But if Labour wants to redefine its vision of the future, it must also discard the soft-focus mythology which so long has stood in place of a clear analysis of its past. In the 19th century, it was the Tories who were known as "the stupid party". But in the 20th century, it has more often been Labour that has retreated into incoherent sentimentality when pressed about its philosophical assumptions or long-term aims. Much of this woolliness was the result of the muddle created by Clause IV.

In fact, Clause IV was not a response to the anarchy of 19th-century capitalism. It was the by-product of a quite new set of circumstances created during the First World War.

The crucial year was 1917. The end of the war was in sight. Political parties not only faced a general election, but a vast, new and untried electorate. Before 1914, only 60 per cent of adult men had been able to vote. Under the 1918 Representation of the People Act, the vote was to be extended to all men and all married women over 28.

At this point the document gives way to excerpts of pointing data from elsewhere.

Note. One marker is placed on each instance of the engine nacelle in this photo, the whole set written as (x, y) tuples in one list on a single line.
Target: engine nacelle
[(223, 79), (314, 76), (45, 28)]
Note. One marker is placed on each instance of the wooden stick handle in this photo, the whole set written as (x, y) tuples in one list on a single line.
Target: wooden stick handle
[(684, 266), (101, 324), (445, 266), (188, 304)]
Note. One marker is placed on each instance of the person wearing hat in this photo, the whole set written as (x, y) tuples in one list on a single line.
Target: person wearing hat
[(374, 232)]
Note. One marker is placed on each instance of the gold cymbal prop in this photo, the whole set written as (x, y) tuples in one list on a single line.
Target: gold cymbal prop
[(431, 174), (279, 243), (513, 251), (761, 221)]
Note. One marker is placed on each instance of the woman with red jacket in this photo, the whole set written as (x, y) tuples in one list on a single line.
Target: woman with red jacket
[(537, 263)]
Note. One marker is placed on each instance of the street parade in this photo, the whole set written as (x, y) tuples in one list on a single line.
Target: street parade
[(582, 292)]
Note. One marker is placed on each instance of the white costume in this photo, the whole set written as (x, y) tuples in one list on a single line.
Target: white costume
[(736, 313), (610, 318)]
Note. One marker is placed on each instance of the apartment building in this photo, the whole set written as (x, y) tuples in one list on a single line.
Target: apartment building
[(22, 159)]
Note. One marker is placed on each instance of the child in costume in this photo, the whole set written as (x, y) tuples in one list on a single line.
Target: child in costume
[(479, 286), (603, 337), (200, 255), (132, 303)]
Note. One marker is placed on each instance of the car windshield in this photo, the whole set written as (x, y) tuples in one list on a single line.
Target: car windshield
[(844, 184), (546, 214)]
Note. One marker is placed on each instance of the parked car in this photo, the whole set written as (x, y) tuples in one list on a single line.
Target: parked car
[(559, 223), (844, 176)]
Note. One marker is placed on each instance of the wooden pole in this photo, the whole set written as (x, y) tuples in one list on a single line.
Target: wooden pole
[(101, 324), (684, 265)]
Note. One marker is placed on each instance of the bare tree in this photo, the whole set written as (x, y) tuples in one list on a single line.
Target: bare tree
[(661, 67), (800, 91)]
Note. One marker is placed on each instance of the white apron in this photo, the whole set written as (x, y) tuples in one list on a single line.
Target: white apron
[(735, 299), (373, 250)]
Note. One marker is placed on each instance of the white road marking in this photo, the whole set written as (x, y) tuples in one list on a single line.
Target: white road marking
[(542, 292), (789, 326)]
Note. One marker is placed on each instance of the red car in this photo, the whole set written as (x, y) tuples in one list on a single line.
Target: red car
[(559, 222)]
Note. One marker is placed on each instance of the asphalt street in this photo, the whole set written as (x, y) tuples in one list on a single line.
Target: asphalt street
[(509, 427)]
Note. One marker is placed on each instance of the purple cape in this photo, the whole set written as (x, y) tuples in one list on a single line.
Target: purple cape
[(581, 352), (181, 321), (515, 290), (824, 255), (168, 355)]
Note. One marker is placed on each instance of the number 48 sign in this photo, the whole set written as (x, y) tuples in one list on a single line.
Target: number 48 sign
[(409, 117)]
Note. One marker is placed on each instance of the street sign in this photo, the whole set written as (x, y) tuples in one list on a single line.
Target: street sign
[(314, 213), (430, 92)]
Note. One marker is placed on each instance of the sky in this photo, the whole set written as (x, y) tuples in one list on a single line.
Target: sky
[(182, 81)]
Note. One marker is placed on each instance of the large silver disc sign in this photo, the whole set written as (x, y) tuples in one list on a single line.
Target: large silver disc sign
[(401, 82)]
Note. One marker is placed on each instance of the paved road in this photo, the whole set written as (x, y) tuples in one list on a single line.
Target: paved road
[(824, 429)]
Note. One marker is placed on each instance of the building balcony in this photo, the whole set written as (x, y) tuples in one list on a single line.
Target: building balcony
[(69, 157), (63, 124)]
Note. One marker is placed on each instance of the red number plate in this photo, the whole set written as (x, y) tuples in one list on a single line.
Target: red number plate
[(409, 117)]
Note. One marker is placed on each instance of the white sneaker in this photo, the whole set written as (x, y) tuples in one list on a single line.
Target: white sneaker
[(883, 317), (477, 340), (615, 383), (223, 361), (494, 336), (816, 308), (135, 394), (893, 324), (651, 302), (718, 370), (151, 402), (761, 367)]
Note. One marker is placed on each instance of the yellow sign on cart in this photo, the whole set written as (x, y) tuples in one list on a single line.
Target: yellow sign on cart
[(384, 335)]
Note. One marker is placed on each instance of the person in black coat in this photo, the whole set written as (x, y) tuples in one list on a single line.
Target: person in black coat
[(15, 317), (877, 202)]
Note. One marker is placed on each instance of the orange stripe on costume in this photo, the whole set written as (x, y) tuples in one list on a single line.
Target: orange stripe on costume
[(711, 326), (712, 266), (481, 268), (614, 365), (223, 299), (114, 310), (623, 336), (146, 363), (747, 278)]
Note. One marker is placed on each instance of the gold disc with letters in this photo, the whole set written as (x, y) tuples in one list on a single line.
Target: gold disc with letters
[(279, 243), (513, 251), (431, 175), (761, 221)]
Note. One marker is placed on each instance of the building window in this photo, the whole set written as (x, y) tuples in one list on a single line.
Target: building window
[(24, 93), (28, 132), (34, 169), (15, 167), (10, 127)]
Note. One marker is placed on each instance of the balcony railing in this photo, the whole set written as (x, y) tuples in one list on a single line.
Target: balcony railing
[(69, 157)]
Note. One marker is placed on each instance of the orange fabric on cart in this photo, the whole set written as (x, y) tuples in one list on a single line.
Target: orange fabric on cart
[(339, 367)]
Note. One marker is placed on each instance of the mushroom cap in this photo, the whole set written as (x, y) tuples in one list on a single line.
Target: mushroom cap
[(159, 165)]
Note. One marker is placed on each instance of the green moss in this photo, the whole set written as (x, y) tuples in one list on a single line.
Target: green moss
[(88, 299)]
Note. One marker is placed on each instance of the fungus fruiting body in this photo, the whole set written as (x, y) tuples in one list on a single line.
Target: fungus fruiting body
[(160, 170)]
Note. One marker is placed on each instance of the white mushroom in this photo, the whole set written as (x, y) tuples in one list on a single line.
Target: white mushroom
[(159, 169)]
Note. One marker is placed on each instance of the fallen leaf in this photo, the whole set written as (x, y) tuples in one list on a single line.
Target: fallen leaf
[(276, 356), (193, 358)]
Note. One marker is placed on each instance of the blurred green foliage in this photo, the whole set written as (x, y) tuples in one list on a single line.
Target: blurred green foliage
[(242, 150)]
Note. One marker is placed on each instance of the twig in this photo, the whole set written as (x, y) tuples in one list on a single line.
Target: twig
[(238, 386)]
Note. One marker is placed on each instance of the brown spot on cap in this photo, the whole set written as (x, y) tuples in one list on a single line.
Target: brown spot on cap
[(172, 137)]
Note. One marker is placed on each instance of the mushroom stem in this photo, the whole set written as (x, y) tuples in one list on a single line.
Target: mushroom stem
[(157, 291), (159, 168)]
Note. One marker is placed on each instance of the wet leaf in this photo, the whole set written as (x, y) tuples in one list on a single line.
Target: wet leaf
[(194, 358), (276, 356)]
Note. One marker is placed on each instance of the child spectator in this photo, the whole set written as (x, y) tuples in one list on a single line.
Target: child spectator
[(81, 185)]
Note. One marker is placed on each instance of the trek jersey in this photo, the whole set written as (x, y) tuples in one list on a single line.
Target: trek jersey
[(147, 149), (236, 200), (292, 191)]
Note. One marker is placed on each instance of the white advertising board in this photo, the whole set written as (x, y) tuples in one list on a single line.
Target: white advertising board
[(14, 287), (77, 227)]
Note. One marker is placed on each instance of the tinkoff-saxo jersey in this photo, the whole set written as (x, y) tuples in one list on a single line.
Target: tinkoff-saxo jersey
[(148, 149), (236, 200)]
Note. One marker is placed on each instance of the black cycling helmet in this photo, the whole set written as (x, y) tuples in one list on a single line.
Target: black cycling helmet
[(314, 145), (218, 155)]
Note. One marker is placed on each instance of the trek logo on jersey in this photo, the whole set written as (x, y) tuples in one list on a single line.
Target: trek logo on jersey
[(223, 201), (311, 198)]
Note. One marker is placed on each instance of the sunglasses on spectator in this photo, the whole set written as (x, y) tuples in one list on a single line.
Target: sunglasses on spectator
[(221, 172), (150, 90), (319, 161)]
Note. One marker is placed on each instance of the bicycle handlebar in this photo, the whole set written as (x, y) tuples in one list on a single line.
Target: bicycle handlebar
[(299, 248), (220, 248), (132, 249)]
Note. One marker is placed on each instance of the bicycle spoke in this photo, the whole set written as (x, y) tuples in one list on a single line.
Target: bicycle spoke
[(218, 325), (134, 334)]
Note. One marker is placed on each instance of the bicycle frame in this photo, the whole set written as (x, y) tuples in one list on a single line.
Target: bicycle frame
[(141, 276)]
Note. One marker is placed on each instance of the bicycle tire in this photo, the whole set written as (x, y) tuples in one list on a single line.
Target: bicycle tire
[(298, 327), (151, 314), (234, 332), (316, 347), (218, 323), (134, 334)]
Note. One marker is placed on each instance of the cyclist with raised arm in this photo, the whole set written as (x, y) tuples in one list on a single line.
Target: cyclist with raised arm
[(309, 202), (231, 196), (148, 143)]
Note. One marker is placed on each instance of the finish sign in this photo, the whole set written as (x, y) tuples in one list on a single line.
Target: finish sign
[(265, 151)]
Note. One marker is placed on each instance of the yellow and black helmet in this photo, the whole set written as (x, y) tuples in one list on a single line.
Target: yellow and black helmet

Arthur Henderson, the party secretary, concluded that the party must be reorganised and given a proper constitution. Until then, the Labour Party had been a confederation of trade unions and affiliated socialist and co-operative societies; now, as he could foresee, there would be many new voters, who would belong to neither. Hence the need for the setting up of nationwide parliamentary constituency parties.

Clause IV formed part of the constitution hammered out in the winter of 1917-1918. It provoked little debate. The main divisions within the party were the result of the war. By and large, working-class trade-unionists were patriotic and pro-war, while members of the socialist societies were seen to be "middle-class" (professional or white-collar) and pacifist. The union-dominated national executive committee was therefore reluctant to consider any reform that might increase the power of middle-class socialists. The unions had already reformed the annual conference election procedures in January 1917 to restrict the power of socialist societies. Thereafter, voting for the NEC was no longer by section, but by the whole conference, giving the unions a huge built-in majority. It was the origin of the block vote.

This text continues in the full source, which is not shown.